The fact that an unpatented part of a combination patent may distinguish the invention does not draw to it the privileges of a patent. That may be done only in the manner provided by law. However worthy it may be, however essential to the patent, an unpatented part of a combination patent is no more entitled to monopolistic protection than any other unpatented device. For, as we pointed out in Mercoid Corp. v. Mid-Continent Investment Co., a patent on a combination is a patent on the assembled or functioning whole, not on the separate parts. The legality of any attempt to bring unpatented goods within the protection of the patent is measured by the antitrust laws, not by the patent law.

Accordingly, the "effort here made to control competition in this unpatented device plainly violates the antitrust laws," Mercoid is entitled to antitrust relief, and Honeywell "may not obtain from a court of equity any decree which directly or indirectly helps it to subvert the public policy which underlies the grant of its patent."

==Subsequent developments==

It was said that the Mercoid cases "effectively eliminated a patent holder's ability to prevent a competitor from making and selling a component that had no use other than as part of a patented invention," and that as a result, "Congress stepped in to breathe new life into the doctrine of contributory infringement and to push back the borders of the patent misuse doctrine."

The Supreme Court, in Dawson Chemical Co. v. Rohm & Haas Co., analyzed the legislative history of the 1952 amendment that addressed this issue in the new sections 271(c) and (d) of the patent law. Referring to the Mercoid cases, the Court said that they "definitely held that any attempt to control the market for unpatented goods would constitute patent misuse, even if those goods had no use outside a patented invention." The Dawson Court observed that the series of decisions leading up to the
Mercoid cases "involved undoing the damage thought to have been done by A.B. Dick." Moreover, "The desire to extend patent protection to control of staple articles of commerce died slowly, and the ghost of the expansive contributory infringement era continued to haunt the courts."

The result was:

The Mercoid decisions left in their wake some consternation among patent lawyers and a degree of confusion in the lower courts. Although some courts treated the Mercoid pronouncements as limited in effect to the specific kind of licensing arrangement at issue in those cases, others took a much more expansive view of the decision. Among the latter group, some courts held that even the filing of an action for contributory infringement, by threatening to deter competition in unpatented materials, could supply evidence of patent misuse.

This consternation led to lobbying efforts before Congress:

Certain segments of the patent bar eventually decided to ask Congress for corrective legislation that would restore some scope to the contributory infringement doctrine. With great perseverance, they advanced their proposal in three successive Congresses before it eventually was enacted in 1952.

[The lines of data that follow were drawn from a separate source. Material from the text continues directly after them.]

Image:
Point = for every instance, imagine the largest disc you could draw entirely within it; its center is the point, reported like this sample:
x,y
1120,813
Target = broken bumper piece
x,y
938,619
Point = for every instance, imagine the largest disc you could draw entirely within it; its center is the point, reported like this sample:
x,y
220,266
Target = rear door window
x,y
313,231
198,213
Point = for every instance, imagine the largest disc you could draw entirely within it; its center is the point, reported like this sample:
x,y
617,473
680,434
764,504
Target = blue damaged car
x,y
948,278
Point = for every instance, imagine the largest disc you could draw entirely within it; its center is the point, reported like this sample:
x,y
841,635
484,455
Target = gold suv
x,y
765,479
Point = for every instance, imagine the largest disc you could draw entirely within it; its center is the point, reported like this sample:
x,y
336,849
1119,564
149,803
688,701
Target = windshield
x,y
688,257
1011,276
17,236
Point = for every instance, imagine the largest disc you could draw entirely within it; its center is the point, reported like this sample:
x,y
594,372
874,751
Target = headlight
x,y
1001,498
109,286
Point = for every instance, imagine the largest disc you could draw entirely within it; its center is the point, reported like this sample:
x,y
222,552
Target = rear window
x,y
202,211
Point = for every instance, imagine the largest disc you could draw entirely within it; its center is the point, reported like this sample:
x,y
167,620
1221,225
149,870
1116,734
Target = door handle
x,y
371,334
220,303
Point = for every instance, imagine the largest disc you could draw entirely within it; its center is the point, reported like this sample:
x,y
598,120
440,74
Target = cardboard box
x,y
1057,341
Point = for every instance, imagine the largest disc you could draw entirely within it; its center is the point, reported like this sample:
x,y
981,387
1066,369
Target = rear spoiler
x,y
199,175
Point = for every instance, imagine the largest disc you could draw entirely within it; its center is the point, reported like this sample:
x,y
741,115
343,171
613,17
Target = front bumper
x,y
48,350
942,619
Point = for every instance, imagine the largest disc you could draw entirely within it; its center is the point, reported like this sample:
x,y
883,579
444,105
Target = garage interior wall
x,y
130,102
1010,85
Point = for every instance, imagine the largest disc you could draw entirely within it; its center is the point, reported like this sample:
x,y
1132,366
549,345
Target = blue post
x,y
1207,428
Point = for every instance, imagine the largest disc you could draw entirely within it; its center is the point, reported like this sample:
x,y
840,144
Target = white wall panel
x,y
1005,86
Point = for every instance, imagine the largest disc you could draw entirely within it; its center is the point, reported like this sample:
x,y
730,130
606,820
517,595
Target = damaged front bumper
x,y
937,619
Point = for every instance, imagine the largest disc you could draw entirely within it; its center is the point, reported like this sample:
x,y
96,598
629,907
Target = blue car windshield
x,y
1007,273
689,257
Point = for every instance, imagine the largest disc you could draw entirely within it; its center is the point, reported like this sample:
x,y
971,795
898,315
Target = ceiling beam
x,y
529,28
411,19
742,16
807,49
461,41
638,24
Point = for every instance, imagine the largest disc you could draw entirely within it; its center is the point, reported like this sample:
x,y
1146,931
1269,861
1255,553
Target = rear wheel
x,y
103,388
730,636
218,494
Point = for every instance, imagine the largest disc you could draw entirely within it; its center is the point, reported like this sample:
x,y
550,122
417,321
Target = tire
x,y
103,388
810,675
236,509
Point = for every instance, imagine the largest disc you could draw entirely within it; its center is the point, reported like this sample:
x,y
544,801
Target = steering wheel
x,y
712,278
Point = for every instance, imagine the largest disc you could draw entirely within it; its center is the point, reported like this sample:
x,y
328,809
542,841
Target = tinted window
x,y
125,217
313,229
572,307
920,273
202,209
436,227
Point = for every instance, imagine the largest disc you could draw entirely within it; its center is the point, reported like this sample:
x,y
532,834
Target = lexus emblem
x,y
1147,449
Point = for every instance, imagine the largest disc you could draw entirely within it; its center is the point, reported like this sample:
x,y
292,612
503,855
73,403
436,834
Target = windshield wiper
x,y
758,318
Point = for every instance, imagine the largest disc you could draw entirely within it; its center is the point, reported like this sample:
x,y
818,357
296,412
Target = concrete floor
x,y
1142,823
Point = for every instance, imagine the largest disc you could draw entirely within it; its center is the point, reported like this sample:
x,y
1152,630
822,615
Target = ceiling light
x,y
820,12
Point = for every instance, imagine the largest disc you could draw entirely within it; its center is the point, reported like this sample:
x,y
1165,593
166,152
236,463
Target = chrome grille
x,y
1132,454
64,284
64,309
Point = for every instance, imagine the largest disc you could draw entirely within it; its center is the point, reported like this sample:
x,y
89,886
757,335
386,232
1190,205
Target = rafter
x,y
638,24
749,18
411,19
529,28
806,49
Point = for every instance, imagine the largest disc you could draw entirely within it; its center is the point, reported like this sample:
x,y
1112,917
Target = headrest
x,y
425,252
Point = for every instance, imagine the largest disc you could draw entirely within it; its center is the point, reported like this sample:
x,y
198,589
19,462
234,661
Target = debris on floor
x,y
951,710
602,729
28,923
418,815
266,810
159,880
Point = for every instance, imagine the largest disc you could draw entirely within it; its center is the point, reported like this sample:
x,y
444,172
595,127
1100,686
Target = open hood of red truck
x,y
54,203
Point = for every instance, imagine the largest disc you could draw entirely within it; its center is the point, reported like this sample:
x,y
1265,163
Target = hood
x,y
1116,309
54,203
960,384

The Dawson Court said that the resulting amendment was a compromise. The "codification of contributory infringement and patent misuse reveals a compromise between those two doctrines and their competing policies that permits patentees to exercise control over non-staple articles used in their inventions." This undid the specific holding in the Mercoid cases, for:

§ 271(d) effectively confer[s] upon the patentee, as a lawful adjunct of his patent rights, a limited power to exclude others from competition in nonstaple goods. A patentee may sell a nonstaple article himself while enjoining others from marketing that same good without his authorization. By doing so, he is able to eliminate competitors, and thereby to control the market for that product. Moreover, his power to demand royalties from others for the privilege of selling the nonstaple item itself implies that the patentee may control the market for the nonstaple.